For the second year in a row, three senior administrators have announced their departures in one month.
A top finance official, the medical school dean and an alumni relations leader all announced their resignations this month following a year of eight other administrative departures. Experts said administrative turnover at a high level can make faculty and staff unsure of the overall mission of a university, negatively affecting how comfortable they are in their jobs.
University spokeswoman Lindsay Hamilton said each of the three January resignations reflected personal decisions, and employees make these choices for a “variety of reasons.”
“Employee transitions are a regular part of any large organization,” she said.
She declined to say how three administrators announcing their resignation in one month affects the University. She also declined to say what kinds of leaders the administration is looking for as replacements and how multiple ongoing executive searches would affect the University.
The University last had three top administrators depart in one month last academic year, when the vice president for research, the dean of the Columbian College of Arts and Sciences, the associate dean of students announced their resignations in March.
In total, eight major administrators left the University last academic year, while officials also hired a handful of top officials, including the vice president of development and alumni relations and the chief financial officer.
Kristen Ren, a professor of higher lifelong education at Michigan State University, said the first years after a new president arrives are an adjustment period for officials to discover how they work within the new administration and if they will be able to work under new division heads. University President Thomas LeBlanc entered his role in August 2017.
“Often, it is that within a few years, senior administrators the senior people will either jump on board with the vision of the new president or realize that it is not a good fit for them and use that as a time pursue a career somewhere else,” she said.
Though administrative turnover is often part of the job, Ren said that rapid departures can scare away fellow officials and even potential university donors because employees prefer a more “stable” environment.
“Because turnover brings so much uncertainty, people get nervous about their jobs they don’t know what direction to follow, so rapid turnover is not good,” she said. “For a place like GW where there are so many great colleges in the region, you can lose a lot of great administrators who go someplace more stable.”

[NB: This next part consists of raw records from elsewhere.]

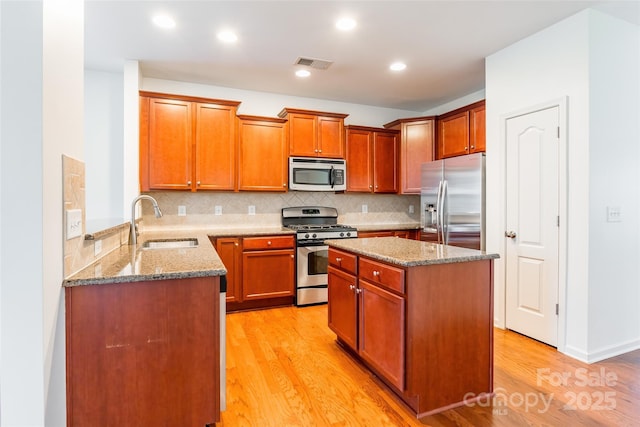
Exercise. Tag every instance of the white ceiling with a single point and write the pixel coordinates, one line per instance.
(444, 44)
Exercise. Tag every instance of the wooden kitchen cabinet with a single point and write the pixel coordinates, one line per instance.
(315, 133)
(262, 148)
(143, 353)
(268, 267)
(462, 131)
(417, 146)
(187, 143)
(229, 250)
(366, 310)
(372, 158)
(260, 270)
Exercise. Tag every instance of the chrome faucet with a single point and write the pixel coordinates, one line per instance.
(133, 231)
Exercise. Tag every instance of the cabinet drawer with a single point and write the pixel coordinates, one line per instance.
(383, 275)
(267, 242)
(343, 260)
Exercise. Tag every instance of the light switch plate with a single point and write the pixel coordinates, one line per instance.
(74, 223)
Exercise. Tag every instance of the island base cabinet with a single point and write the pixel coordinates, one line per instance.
(382, 332)
(143, 353)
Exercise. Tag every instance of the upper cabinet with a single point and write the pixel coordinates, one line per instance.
(262, 150)
(187, 143)
(417, 146)
(315, 133)
(462, 131)
(372, 158)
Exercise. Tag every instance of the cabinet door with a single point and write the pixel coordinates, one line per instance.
(263, 156)
(215, 137)
(267, 274)
(230, 252)
(359, 171)
(385, 161)
(382, 332)
(477, 129)
(343, 306)
(453, 135)
(169, 145)
(417, 146)
(331, 137)
(303, 135)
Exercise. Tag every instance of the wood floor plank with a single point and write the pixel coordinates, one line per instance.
(284, 368)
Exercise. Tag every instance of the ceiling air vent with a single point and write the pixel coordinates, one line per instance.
(318, 64)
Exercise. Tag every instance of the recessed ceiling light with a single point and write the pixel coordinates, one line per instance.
(227, 36)
(345, 24)
(164, 21)
(397, 66)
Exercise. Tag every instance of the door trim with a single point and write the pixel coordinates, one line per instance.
(562, 104)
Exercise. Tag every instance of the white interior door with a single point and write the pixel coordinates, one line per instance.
(532, 224)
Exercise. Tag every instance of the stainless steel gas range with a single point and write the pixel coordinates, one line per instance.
(314, 225)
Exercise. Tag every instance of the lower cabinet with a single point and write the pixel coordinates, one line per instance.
(260, 270)
(143, 353)
(367, 312)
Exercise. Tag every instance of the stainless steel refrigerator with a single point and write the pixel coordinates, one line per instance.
(453, 201)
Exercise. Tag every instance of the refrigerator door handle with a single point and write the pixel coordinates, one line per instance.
(438, 208)
(443, 226)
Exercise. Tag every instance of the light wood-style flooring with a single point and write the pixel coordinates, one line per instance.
(284, 368)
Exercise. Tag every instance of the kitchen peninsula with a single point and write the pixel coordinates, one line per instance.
(418, 314)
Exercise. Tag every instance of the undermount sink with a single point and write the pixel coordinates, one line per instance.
(170, 243)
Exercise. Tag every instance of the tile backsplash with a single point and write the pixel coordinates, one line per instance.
(201, 208)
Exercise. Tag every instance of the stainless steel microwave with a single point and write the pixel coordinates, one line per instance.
(317, 174)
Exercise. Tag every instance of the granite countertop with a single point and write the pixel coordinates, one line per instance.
(134, 264)
(408, 253)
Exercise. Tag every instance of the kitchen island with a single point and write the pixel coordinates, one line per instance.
(418, 314)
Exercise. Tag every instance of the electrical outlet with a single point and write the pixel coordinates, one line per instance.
(74, 223)
(614, 214)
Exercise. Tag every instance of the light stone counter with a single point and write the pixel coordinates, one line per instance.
(134, 264)
(408, 253)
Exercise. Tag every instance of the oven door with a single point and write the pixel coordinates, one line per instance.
(312, 278)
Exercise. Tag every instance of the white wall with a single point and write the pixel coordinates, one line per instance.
(555, 63)
(270, 104)
(42, 57)
(104, 148)
(614, 153)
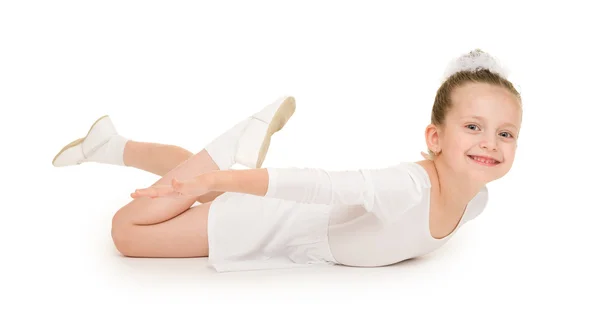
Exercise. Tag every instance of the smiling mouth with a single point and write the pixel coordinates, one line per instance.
(483, 161)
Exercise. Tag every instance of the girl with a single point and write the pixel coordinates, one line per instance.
(260, 218)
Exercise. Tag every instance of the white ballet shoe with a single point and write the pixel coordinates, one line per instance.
(254, 141)
(79, 150)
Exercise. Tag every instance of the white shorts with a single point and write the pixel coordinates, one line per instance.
(247, 232)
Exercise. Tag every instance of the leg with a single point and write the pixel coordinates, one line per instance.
(165, 227)
(168, 227)
(159, 159)
(183, 236)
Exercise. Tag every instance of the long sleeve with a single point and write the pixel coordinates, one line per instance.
(386, 191)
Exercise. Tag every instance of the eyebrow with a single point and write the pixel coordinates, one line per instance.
(483, 119)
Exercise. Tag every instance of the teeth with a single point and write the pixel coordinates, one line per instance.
(483, 160)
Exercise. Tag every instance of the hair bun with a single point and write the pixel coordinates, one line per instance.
(473, 61)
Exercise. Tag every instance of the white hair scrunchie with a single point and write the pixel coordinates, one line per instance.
(473, 61)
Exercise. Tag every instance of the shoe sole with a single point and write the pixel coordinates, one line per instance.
(280, 118)
(77, 141)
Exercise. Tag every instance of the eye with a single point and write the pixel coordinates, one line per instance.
(471, 125)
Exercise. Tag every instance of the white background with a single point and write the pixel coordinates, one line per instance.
(364, 75)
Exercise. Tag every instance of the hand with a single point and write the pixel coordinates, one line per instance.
(192, 187)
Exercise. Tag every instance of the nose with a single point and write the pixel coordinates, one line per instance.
(489, 144)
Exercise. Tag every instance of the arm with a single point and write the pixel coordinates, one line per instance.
(369, 188)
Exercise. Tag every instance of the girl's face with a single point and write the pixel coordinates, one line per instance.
(485, 120)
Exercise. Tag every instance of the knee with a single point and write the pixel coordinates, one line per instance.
(121, 234)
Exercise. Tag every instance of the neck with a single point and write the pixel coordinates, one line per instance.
(454, 188)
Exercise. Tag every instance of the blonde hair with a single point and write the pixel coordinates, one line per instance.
(477, 67)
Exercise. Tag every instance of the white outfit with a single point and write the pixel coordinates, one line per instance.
(367, 217)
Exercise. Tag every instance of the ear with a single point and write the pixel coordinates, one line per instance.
(432, 138)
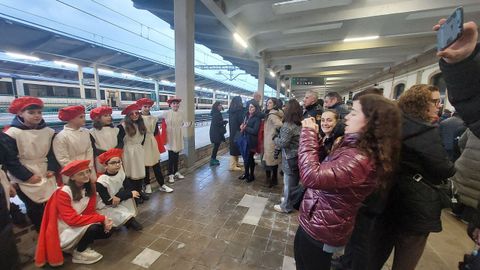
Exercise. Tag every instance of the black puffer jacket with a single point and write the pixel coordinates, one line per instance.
(415, 207)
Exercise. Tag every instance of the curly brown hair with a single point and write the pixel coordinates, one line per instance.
(415, 101)
(381, 137)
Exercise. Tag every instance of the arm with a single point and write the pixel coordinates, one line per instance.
(60, 150)
(71, 217)
(348, 169)
(104, 195)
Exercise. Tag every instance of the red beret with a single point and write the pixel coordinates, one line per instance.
(145, 101)
(70, 112)
(75, 166)
(99, 111)
(106, 156)
(19, 104)
(172, 99)
(131, 108)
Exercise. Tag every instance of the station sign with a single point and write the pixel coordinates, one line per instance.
(308, 81)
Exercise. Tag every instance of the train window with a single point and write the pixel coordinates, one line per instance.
(399, 89)
(6, 88)
(36, 90)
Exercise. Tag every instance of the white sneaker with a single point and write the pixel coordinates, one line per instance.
(278, 208)
(166, 189)
(148, 189)
(86, 257)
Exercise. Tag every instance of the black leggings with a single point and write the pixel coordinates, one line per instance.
(215, 150)
(34, 210)
(94, 232)
(158, 174)
(173, 158)
(249, 164)
(309, 254)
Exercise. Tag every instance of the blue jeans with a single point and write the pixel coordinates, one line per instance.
(291, 188)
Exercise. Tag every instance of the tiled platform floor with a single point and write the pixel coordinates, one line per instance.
(199, 226)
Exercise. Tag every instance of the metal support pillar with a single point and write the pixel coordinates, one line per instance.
(184, 21)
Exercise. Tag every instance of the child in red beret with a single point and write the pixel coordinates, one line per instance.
(103, 134)
(33, 139)
(152, 155)
(71, 223)
(73, 142)
(116, 200)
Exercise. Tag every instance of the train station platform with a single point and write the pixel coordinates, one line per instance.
(214, 221)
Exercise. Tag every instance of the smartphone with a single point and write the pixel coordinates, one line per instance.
(451, 30)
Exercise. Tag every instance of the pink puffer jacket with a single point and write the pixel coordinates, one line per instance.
(336, 187)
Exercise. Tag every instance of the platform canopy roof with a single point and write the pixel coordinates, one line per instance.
(53, 45)
(344, 41)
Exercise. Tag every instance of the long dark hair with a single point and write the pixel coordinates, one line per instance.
(77, 191)
(130, 125)
(381, 137)
(293, 112)
(236, 104)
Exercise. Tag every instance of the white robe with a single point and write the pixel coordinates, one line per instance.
(122, 212)
(134, 155)
(70, 236)
(70, 145)
(175, 124)
(152, 155)
(105, 139)
(33, 146)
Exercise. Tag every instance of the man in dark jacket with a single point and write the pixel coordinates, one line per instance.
(333, 101)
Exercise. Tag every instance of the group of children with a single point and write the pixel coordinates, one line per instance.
(79, 184)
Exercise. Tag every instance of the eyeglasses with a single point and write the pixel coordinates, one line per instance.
(115, 162)
(436, 101)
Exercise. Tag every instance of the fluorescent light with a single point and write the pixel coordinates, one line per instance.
(272, 73)
(240, 40)
(289, 2)
(22, 56)
(65, 64)
(360, 38)
(105, 71)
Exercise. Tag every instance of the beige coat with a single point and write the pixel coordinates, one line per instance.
(272, 122)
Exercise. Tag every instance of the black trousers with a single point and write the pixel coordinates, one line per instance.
(94, 232)
(173, 158)
(309, 254)
(34, 210)
(216, 146)
(249, 164)
(158, 174)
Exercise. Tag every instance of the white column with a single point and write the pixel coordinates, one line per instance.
(80, 82)
(157, 99)
(184, 21)
(97, 86)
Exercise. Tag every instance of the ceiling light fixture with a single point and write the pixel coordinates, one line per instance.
(22, 56)
(65, 64)
(360, 38)
(272, 73)
(289, 2)
(240, 40)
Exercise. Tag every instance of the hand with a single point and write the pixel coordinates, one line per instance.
(115, 201)
(135, 194)
(107, 224)
(34, 179)
(310, 123)
(463, 47)
(12, 192)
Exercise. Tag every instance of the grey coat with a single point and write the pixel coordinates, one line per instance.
(467, 177)
(288, 140)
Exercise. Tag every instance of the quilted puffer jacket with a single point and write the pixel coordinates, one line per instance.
(336, 187)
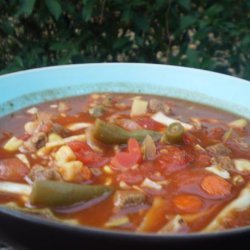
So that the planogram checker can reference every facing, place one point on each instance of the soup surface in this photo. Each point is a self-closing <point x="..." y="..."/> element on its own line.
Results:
<point x="127" y="162"/>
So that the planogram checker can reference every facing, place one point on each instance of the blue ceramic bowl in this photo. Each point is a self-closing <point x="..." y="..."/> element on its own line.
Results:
<point x="29" y="87"/>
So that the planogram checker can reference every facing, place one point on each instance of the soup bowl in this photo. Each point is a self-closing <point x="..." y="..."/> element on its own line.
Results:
<point x="22" y="89"/>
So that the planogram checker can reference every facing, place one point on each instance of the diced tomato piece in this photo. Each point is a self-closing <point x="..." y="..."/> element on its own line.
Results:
<point x="148" y="123"/>
<point x="188" y="203"/>
<point x="216" y="186"/>
<point x="216" y="133"/>
<point x="12" y="169"/>
<point x="130" y="158"/>
<point x="130" y="177"/>
<point x="174" y="159"/>
<point x="190" y="139"/>
<point x="202" y="160"/>
<point x="79" y="146"/>
<point x="86" y="155"/>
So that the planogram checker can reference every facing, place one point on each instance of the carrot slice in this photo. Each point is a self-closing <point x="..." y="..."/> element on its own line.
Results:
<point x="188" y="203"/>
<point x="154" y="217"/>
<point x="216" y="186"/>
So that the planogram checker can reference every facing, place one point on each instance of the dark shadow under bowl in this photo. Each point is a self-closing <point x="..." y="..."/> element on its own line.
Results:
<point x="24" y="231"/>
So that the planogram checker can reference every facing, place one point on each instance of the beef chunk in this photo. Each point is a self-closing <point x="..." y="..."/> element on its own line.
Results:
<point x="36" y="141"/>
<point x="128" y="198"/>
<point x="218" y="149"/>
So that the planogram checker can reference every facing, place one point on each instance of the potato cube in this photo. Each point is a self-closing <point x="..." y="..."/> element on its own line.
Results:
<point x="13" y="144"/>
<point x="64" y="154"/>
<point x="74" y="171"/>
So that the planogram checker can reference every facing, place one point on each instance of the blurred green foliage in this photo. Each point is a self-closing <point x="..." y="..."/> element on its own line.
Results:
<point x="213" y="35"/>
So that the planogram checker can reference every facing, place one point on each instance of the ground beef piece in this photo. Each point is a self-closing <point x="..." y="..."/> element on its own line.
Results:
<point x="40" y="173"/>
<point x="226" y="162"/>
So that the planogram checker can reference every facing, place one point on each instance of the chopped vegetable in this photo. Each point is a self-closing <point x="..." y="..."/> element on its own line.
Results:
<point x="151" y="184"/>
<point x="218" y="149"/>
<point x="117" y="221"/>
<point x="54" y="137"/>
<point x="154" y="216"/>
<point x="174" y="133"/>
<point x="149" y="148"/>
<point x="139" y="107"/>
<point x="23" y="158"/>
<point x="240" y="123"/>
<point x="130" y="158"/>
<point x="238" y="180"/>
<point x="97" y="111"/>
<point x="128" y="198"/>
<point x="78" y="125"/>
<point x="40" y="173"/>
<point x="86" y="155"/>
<point x="242" y="165"/>
<point x="107" y="169"/>
<point x="53" y="193"/>
<point x="188" y="203"/>
<point x="12" y="169"/>
<point x="227" y="135"/>
<point x="15" y="188"/>
<point x="64" y="154"/>
<point x="216" y="186"/>
<point x="216" y="169"/>
<point x="91" y="140"/>
<point x="50" y="145"/>
<point x="30" y="127"/>
<point x="13" y="144"/>
<point x="74" y="171"/>
<point x="165" y="120"/>
<point x="175" y="225"/>
<point x="157" y="105"/>
<point x="112" y="134"/>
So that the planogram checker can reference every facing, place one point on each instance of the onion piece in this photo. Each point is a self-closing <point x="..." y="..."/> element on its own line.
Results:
<point x="149" y="148"/>
<point x="65" y="141"/>
<point x="15" y="188"/>
<point x="139" y="107"/>
<point x="166" y="120"/>
<point x="13" y="144"/>
<point x="151" y="184"/>
<point x="78" y="125"/>
<point x="240" y="123"/>
<point x="216" y="169"/>
<point x="117" y="221"/>
<point x="91" y="141"/>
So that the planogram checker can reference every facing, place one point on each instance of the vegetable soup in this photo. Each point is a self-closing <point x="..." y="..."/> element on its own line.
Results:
<point x="139" y="163"/>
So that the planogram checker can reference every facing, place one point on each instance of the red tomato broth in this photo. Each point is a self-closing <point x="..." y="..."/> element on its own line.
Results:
<point x="179" y="165"/>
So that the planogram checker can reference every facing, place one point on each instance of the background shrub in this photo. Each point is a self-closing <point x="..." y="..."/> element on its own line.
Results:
<point x="213" y="35"/>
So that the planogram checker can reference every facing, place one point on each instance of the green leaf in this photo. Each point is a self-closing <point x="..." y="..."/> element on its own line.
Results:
<point x="187" y="21"/>
<point x="121" y="42"/>
<point x="87" y="10"/>
<point x="127" y="16"/>
<point x="26" y="7"/>
<point x="214" y="10"/>
<point x="185" y="4"/>
<point x="192" y="57"/>
<point x="54" y="8"/>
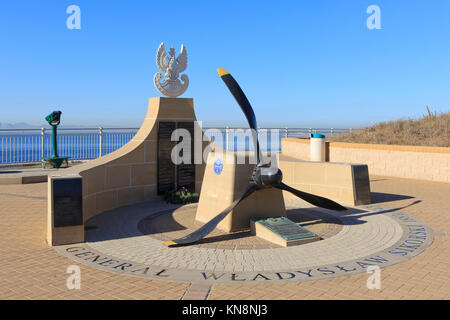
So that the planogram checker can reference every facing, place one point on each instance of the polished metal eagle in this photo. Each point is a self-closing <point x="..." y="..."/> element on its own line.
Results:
<point x="172" y="67"/>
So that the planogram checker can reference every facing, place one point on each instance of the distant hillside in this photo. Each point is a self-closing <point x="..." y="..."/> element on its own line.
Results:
<point x="19" y="125"/>
<point x="430" y="130"/>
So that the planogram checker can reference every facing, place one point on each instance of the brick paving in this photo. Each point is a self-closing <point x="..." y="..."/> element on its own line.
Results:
<point x="31" y="270"/>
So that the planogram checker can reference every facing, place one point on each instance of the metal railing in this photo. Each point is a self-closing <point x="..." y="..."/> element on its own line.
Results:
<point x="31" y="145"/>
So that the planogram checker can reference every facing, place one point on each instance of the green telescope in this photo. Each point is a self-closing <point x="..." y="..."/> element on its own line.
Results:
<point x="54" y="119"/>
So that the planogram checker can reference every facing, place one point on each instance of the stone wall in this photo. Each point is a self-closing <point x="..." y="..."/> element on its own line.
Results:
<point x="414" y="162"/>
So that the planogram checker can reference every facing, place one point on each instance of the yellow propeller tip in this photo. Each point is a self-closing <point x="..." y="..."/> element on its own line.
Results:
<point x="169" y="243"/>
<point x="222" y="72"/>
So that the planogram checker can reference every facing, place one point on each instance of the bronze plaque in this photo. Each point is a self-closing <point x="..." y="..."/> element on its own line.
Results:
<point x="166" y="168"/>
<point x="186" y="171"/>
<point x="67" y="202"/>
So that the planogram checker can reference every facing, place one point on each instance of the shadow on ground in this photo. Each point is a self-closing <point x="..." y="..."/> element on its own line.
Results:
<point x="303" y="216"/>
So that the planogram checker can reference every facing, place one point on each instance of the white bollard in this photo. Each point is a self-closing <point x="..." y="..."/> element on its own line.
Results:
<point x="317" y="147"/>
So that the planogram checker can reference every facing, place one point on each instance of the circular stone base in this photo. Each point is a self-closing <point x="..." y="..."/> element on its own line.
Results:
<point x="129" y="241"/>
<point x="174" y="224"/>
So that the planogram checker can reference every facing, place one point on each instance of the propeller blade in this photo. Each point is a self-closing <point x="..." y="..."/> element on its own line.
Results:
<point x="313" y="199"/>
<point x="204" y="230"/>
<point x="242" y="100"/>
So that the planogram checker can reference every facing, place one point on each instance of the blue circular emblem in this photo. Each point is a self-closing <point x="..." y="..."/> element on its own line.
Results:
<point x="218" y="166"/>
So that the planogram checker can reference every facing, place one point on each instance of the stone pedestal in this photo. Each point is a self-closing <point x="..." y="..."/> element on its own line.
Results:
<point x="129" y="174"/>
<point x="219" y="190"/>
<point x="65" y="214"/>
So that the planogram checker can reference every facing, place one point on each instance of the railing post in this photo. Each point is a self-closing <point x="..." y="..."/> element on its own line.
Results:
<point x="42" y="143"/>
<point x="100" y="144"/>
<point x="226" y="137"/>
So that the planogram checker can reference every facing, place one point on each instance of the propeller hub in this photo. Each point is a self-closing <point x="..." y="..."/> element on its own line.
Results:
<point x="265" y="176"/>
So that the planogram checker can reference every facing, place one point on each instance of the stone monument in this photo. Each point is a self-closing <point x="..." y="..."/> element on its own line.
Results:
<point x="172" y="67"/>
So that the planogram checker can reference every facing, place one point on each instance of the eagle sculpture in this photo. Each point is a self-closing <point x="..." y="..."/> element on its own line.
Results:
<point x="172" y="67"/>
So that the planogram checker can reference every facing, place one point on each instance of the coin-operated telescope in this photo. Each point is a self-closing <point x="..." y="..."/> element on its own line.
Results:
<point x="54" y="161"/>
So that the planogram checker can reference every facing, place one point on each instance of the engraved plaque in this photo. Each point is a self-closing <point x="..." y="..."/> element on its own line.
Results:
<point x="286" y="229"/>
<point x="186" y="171"/>
<point x="166" y="168"/>
<point x="67" y="202"/>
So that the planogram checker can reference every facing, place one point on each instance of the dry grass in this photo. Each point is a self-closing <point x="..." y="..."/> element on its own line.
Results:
<point x="430" y="130"/>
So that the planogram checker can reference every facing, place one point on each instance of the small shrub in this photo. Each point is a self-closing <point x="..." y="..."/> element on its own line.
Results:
<point x="181" y="196"/>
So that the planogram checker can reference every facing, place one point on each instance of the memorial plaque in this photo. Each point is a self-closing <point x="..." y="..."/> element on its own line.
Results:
<point x="166" y="168"/>
<point x="67" y="202"/>
<point x="186" y="171"/>
<point x="361" y="184"/>
<point x="286" y="229"/>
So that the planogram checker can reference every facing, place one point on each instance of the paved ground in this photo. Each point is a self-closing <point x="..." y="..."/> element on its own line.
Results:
<point x="31" y="270"/>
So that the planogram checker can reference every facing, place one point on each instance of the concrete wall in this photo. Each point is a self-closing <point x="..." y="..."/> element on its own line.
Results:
<point x="129" y="174"/>
<point x="345" y="183"/>
<point x="414" y="162"/>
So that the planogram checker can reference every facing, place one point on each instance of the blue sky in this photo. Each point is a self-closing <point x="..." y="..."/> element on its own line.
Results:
<point x="301" y="63"/>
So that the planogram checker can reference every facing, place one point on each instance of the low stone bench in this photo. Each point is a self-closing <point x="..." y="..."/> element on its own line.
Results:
<point x="345" y="183"/>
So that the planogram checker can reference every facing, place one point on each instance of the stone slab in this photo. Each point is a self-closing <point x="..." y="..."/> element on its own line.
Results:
<point x="282" y="231"/>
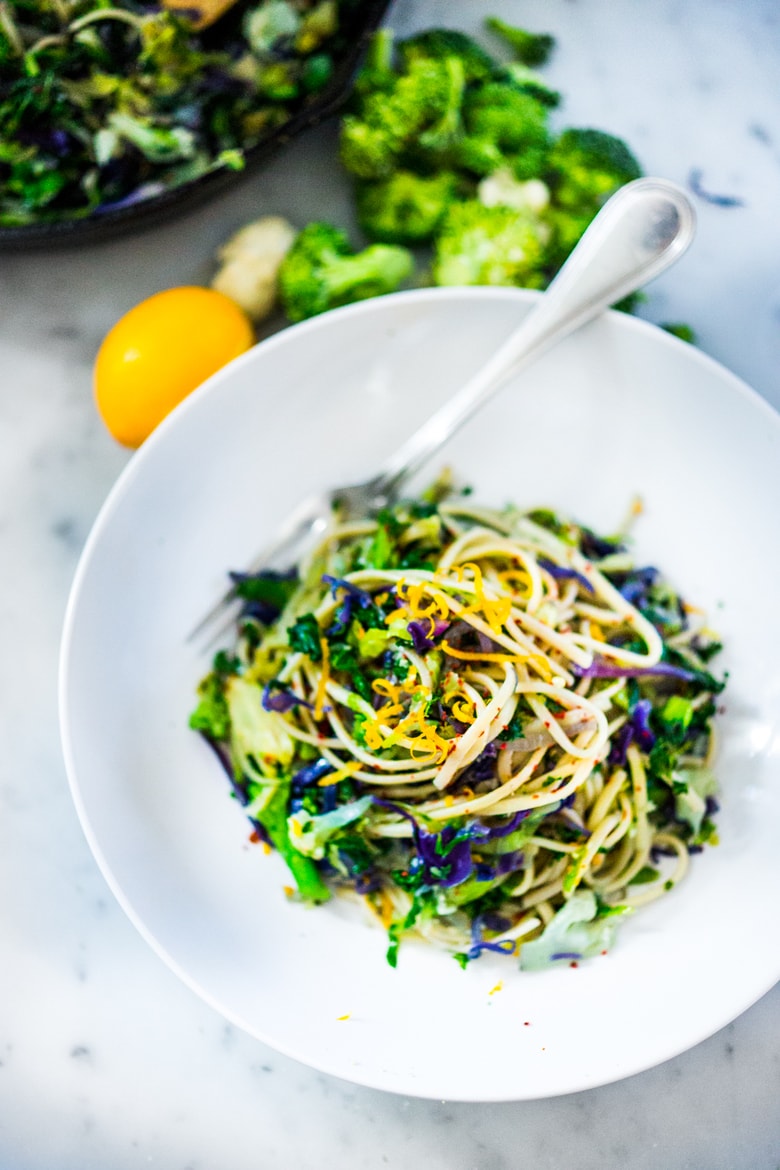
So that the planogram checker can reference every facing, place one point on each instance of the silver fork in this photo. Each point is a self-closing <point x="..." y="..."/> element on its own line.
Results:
<point x="637" y="234"/>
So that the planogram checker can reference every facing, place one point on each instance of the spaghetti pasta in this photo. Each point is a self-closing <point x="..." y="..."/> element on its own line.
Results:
<point x="488" y="724"/>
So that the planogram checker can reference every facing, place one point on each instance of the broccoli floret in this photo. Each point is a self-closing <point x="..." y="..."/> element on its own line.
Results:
<point x="504" y="129"/>
<point x="405" y="208"/>
<point x="530" y="48"/>
<point x="440" y="43"/>
<point x="481" y="245"/>
<point x="319" y="23"/>
<point x="586" y="166"/>
<point x="419" y="114"/>
<point x="322" y="272"/>
<point x="530" y="82"/>
<point x="269" y="26"/>
<point x="584" y="169"/>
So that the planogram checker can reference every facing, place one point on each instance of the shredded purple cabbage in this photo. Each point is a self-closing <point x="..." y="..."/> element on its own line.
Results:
<point x="311" y="773"/>
<point x="602" y="669"/>
<point x="478" y="943"/>
<point x="422" y="639"/>
<point x="444" y="858"/>
<point x="278" y="697"/>
<point x="352" y="597"/>
<point x="561" y="573"/>
<point x="634" y="585"/>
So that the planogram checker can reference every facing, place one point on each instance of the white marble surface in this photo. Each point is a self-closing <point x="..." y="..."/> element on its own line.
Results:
<point x="105" y="1058"/>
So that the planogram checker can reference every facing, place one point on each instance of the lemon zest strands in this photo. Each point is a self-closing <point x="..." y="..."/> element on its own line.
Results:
<point x="460" y="709"/>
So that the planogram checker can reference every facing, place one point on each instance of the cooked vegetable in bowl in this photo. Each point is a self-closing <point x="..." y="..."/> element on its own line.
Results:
<point x="111" y="110"/>
<point x="492" y="727"/>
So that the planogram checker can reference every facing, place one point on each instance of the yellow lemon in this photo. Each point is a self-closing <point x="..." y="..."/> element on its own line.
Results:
<point x="159" y="352"/>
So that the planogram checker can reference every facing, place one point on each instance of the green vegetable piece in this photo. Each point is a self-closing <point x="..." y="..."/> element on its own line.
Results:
<point x="406" y="207"/>
<point x="321" y="272"/>
<point x="158" y="144"/>
<point x="274" y="590"/>
<point x="311" y="835"/>
<point x="317" y="71"/>
<point x="646" y="875"/>
<point x="677" y="713"/>
<point x="304" y="871"/>
<point x="269" y="25"/>
<point x="439" y="45"/>
<point x="692" y="786"/>
<point x="260" y="743"/>
<point x="373" y="642"/>
<point x="304" y="635"/>
<point x="578" y="929"/>
<point x="318" y="25"/>
<point x="530" y="48"/>
<point x="586" y="166"/>
<point x="211" y="716"/>
<point x="504" y="128"/>
<point x="418" y="117"/>
<point x="481" y="245"/>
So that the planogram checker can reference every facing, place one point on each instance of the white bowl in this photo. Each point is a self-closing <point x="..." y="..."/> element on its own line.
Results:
<point x="616" y="410"/>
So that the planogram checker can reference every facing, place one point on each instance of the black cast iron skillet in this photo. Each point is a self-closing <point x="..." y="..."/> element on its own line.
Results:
<point x="359" y="22"/>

Teboho Moja, a clinical professor of higher education at New York University, said organizations with a new leader can experience immediate administrative shifts, which does not become a problem until the departures trickle down to leaders past the president’s inner circle.
Administrators lower than the senior-most level have institutional knowledge about their office and GW that is valuable to a new president’s mission, she said.
Two of the three administrators who left in January – Ann McCorvey, the deputy executive vice president and treasurer, and Matt Manfra, the senior associate vice president for development and alumni relations – did not report directly to the president. Jeffrey Akman, the dean of the medical school, reported to LeBlanc in the capacity of his role as vice president for health affairs.
Moja said that if administrators do not believe in the president’s vision for a university or feel they are not being listened to, it can be difficult for them to stay. LeBlanc has been pushing for a major shift in institutional culture since he arrived at GW and issued a culture assessment to faculty and staff last semester. LeBlanc put together a team of administrators last spring to focus on tackling the issue.
“I envision a case where the president comes in with sort of a preconceived vision of where the institution should be, and that vision is non-negotiable and they will carry on with it,” she said.
Moja said that if the University is trying to meet new goals and make big changes – like the culture shifts that LeBlanc has pushed for – personnel turnover will not help.
“I would not label it as bad but as challenging for the institution to operate and really find its feet and be able to operate and to make change,” she said.
Nathan Harris, an assistant professor of educational leadership at the University of Rochester, said higher education can be “conservative” with changing its leaders, and fresh vacancies offer an opportunity for fresh perspectives.
“When senior roles are filled with new people, especially people from different institutions, they bring different ways of doing things and different ways of thinking about problems,” he said in an email. “So while turnover among senior ranks can create some headaches it also creates opportunities.”
He added that losing top administrators can mean that the University is losing the valuable connections they had with people outside the University, like alumni or donors.
“That loss of institutional DNA, if you will, can be a challenge when senior people leave,” he said in an email.
Jessica Baskerville contributed reporting.